BEIRUT: The Lebanese health ministry said an Israeli air strike on the south on Saturday killed 10 Syrians, as the Israeli military reported hitting weapons stores of the Iran-backed Hezbollah movement.
The death toll from the strike in the Wadi al-Kafur area of Nabatieh is one of the heaviest since Hezbollah began exchanging near-daily cross-border fire with Israeli forces after the Gaza war erupted last October.
Egyptian, Qatari and US mediators have been trying to broker a ceasefire in the war between Israel and Palestinian group Hamas, which diplomats say could help to avert a wider war in which Lebanon would be on the front line.
The dead in the latest strike included “a woman and her two children,” the health ministry said in a statement.
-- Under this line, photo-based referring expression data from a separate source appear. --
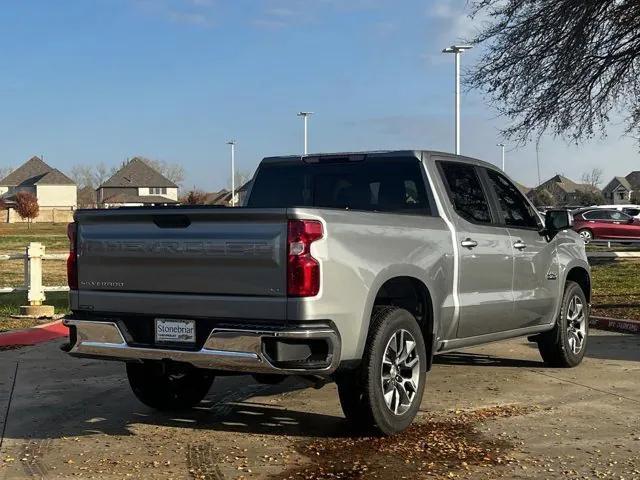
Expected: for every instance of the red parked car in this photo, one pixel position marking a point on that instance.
(605, 224)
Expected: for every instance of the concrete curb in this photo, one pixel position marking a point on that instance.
(615, 324)
(613, 254)
(35, 335)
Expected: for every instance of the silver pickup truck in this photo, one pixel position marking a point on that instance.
(356, 267)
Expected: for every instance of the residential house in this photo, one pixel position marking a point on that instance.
(623, 190)
(136, 184)
(524, 190)
(224, 196)
(563, 190)
(56, 193)
(215, 198)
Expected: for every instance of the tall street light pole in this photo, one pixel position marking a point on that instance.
(232, 143)
(305, 116)
(457, 50)
(501, 145)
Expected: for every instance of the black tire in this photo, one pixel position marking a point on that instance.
(361, 390)
(168, 387)
(555, 346)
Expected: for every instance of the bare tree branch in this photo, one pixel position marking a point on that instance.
(560, 66)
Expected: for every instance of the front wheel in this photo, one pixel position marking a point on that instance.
(565, 345)
(385, 392)
(168, 387)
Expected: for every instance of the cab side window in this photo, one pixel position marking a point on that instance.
(619, 216)
(465, 192)
(597, 215)
(515, 210)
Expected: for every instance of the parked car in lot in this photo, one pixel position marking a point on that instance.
(355, 267)
(631, 210)
(605, 224)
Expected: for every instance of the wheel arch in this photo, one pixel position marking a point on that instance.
(412, 294)
(581, 276)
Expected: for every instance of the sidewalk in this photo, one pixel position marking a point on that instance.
(615, 324)
(32, 336)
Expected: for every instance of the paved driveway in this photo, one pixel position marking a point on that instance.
(488, 412)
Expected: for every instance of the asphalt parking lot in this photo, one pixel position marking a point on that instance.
(488, 412)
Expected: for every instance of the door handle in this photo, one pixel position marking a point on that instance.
(520, 245)
(468, 243)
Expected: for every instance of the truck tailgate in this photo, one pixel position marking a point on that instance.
(205, 251)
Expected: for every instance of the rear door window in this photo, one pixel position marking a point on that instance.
(384, 185)
(597, 215)
(465, 192)
(515, 210)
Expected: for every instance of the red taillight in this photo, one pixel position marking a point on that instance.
(303, 271)
(72, 260)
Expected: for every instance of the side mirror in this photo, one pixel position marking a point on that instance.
(557, 220)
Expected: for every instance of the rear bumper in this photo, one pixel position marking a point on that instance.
(234, 350)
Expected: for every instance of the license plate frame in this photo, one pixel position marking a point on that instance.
(174, 330)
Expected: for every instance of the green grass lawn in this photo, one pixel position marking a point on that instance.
(616, 289)
(10, 305)
(14, 237)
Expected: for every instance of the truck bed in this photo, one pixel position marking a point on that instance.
(176, 260)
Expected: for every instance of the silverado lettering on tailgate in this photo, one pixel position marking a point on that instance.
(210, 248)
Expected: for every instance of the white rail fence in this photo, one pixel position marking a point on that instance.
(33, 258)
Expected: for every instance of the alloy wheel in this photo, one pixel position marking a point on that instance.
(400, 374)
(586, 235)
(576, 324)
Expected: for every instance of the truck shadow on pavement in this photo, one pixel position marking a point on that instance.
(229, 407)
(478, 359)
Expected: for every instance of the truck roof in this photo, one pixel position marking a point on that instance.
(374, 154)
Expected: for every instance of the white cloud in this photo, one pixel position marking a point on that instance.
(189, 12)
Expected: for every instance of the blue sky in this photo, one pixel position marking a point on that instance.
(86, 81)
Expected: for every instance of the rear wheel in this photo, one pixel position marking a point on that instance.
(586, 234)
(168, 386)
(385, 392)
(565, 345)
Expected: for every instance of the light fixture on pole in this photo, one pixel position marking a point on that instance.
(501, 145)
(457, 50)
(233, 171)
(305, 117)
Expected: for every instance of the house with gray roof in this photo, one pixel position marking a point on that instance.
(54, 190)
(137, 184)
(623, 190)
(563, 190)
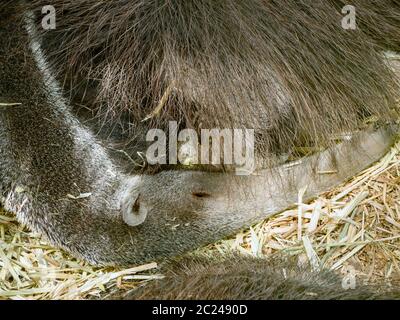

A source close to Hezbollah in the Nabatieh area told AFP they were all civilians.
The Israeli military said the air force had struck a Hezbollah weapons storage facility overnight “in the area of Nabatieh”, some 12 kilometres (seven and a half miles) from the Israeli border.
Hezbollah said it responded with a volley of Katyusha rockets on Ayelet HaShahar, a community in northern Israel.
The Israeli military said there were no reports of any casualties but the 55 rockets sparked “multiple fires”.
Lebanese Prime Minister Najib Mikati told British Foreign Minister David Lammy in a call there was a “need to pressure the Israeli enemy to stop its direct targeting of southern towns and villages”.